I am not sure what the processing is once the group'ing is done, but
each tuple has a size() (for arity) method which gives us the number of
fields in that tuple [if using in udf].
So that can be used to aid in computation.
If you are interested in aggregating and simply storing it - you dont
really need to know the arity of a tuple, right ? (That is, group by
timestamp, and store - PigStorage should continue to store the variable
number of fields as was present in input).
Regards,
Mridul
On Thursday 20 May 2010 05:39 AM, Bill Graham wrote:
Thanks Mridul, but how would I access the items in the numbered fields
3..N where I don't know what N is? Are you suggesting I pass A to a
custom UDF to convert to a tuple of [time, count, rest_of_line]?
On Wed, May 19, 2010 at 4:11 PM, Mridul Muralidharan
<[email protected] <mailto:[email protected]>> wrote:
You can simply skip specifying schema in the load - and access the
fields either through the udf or through $0, etc positional indexes.
Like :
A = load 'myfile' USING PigStorage();
B = GROUP A by round_hour($0) PARALLEL $PARALLELISM;
C = ...
Regards,
Mridul
On Thursday 20 May 2010 04:07 AM, Bill Graham wrote:
Hi,
Is there a way to read a collection (of unknown size) of
tab-delimited
values into a single data type (tuple?) during the LOAD phase?
Here's specifically what I'm looking to do. I have a given input
file format
of tab-delimited fields like so:
[timestamp] [count] [field1] [field2] [field2] .. [fieldN]
I'm writing a pig job to take many small files and roll up the
counts for a
given time increment of a lesser granularity. For example, many
files with
timestamps rounded to 5 minute intervals will be rolled into a
single file
with 1 hour granularity.
I'm able to do this by grouping on the timestamp (rounded down
to the hour)
and each of the fields shown if I know the number of fields and
I list them
all explicitly.
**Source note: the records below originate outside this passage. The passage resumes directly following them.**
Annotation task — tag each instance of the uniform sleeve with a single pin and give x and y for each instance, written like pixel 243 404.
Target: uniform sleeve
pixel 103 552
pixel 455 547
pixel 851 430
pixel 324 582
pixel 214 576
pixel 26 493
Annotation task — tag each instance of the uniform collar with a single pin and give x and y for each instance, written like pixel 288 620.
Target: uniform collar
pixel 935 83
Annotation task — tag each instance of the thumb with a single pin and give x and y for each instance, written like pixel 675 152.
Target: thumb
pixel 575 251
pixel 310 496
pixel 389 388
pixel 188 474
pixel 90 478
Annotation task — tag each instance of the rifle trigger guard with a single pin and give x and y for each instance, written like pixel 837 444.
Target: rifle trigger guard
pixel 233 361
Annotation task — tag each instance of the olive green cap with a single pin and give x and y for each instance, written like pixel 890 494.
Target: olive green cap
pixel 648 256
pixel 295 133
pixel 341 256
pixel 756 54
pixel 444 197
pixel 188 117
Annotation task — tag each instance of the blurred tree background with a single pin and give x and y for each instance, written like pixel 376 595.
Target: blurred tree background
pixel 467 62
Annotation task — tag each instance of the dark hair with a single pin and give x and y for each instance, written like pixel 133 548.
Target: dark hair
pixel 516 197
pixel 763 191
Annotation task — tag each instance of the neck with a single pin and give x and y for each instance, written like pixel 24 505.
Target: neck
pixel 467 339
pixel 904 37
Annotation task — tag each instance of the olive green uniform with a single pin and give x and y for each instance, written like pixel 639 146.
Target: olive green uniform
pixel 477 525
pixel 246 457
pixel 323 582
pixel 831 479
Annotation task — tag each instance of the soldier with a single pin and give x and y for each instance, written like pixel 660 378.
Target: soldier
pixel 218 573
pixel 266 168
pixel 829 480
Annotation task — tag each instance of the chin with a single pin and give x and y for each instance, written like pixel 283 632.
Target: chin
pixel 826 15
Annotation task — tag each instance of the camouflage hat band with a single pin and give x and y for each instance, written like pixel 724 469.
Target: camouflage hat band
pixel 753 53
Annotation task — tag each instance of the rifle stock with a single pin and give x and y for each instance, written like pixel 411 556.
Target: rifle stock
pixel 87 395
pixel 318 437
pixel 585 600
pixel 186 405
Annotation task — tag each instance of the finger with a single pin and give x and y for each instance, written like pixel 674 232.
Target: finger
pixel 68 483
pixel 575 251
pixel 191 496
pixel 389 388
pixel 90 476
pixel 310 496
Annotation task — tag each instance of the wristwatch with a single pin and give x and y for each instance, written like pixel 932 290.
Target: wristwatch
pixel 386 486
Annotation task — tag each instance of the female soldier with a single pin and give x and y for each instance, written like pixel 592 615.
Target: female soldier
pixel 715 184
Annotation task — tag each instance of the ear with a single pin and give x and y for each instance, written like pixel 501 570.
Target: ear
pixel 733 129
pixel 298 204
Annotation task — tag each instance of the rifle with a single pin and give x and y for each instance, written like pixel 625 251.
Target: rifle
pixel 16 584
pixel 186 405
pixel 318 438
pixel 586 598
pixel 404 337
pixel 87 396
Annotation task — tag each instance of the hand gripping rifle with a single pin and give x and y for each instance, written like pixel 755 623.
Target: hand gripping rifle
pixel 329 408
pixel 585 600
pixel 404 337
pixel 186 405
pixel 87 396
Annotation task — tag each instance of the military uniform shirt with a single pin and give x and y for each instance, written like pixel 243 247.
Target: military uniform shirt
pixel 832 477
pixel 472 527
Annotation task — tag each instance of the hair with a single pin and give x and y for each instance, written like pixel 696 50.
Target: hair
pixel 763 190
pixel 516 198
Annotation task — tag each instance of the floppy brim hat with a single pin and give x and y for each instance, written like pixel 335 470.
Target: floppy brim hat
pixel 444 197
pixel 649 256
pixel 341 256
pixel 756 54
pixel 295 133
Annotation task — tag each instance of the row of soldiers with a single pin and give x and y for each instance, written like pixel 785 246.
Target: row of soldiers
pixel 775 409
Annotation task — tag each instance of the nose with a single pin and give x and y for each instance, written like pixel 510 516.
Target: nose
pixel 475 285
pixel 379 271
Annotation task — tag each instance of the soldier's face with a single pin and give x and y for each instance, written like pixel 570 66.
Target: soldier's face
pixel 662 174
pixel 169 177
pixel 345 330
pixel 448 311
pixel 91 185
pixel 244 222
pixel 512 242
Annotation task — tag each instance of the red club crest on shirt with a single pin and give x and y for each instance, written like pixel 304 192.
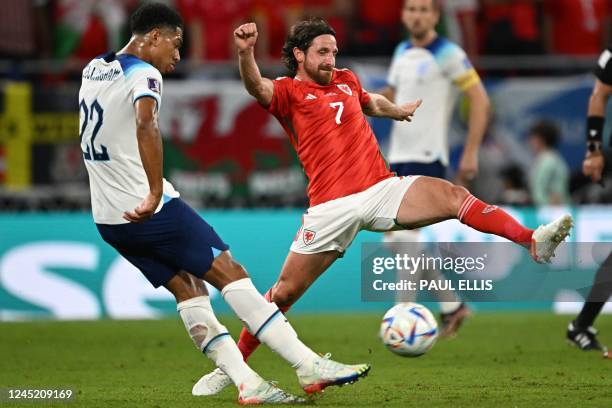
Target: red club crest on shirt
pixel 308 236
pixel 345 88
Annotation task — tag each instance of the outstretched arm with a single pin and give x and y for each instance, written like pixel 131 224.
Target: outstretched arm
pixel 151 155
pixel 381 107
pixel 593 163
pixel 261 88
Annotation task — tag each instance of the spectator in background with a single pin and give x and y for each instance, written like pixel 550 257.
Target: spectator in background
pixel 24 29
pixel 576 27
pixel 514 188
pixel 459 18
pixel 377 29
pixel 549 176
pixel 86 28
pixel 510 27
pixel 210 26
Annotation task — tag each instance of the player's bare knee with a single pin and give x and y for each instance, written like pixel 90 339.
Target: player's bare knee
pixel 198 335
pixel 284 295
pixel 237 270
pixel 456 197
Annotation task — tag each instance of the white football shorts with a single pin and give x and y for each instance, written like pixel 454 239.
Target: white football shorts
pixel 333 225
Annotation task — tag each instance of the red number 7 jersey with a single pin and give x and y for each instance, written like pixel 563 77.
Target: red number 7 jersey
pixel 330 134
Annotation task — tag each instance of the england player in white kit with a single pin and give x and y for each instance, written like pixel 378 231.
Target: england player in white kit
pixel 141 215
pixel 433 68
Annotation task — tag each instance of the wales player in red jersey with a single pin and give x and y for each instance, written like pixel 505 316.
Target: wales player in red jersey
pixel 323 110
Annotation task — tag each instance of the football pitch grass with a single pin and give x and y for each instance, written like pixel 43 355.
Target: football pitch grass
pixel 499 359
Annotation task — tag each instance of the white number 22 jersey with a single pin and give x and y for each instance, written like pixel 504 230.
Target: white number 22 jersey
pixel 110 86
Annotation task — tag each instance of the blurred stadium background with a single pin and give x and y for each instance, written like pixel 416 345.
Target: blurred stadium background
pixel 231 160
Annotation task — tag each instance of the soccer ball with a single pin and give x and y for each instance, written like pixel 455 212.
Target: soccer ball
pixel 409 329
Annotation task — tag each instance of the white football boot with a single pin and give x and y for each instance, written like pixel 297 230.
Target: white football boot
pixel 546 238
pixel 321 372
pixel 266 393
pixel 211 383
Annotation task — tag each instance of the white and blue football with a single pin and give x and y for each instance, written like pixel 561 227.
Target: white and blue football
pixel 409 329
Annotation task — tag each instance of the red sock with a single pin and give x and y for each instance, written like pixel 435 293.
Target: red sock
pixel 490 219
pixel 248 343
I'd like to write this script though that would
work on
different input formats, some which might have N fields, where
others have
M. For a given job run, the number of fields in the input files
passed would
be fixed.
So I'd like to be able to do something like this in pseudo code:
LOAD USING PigStorage('\t') AS (timestamp, count, rest_of_line)
...
GROUP BY round_hour(timestamp), rest_of_line
[flatten group and sum counts]
...
STORE round_hour(timestamp), totalCount, rest_of_line
Where I know nothing about how many tokens are in next_of_line.
Any ideas
besides subclassing PigStorage or writing a new FileInputLoadFunc?
thanks,
Bill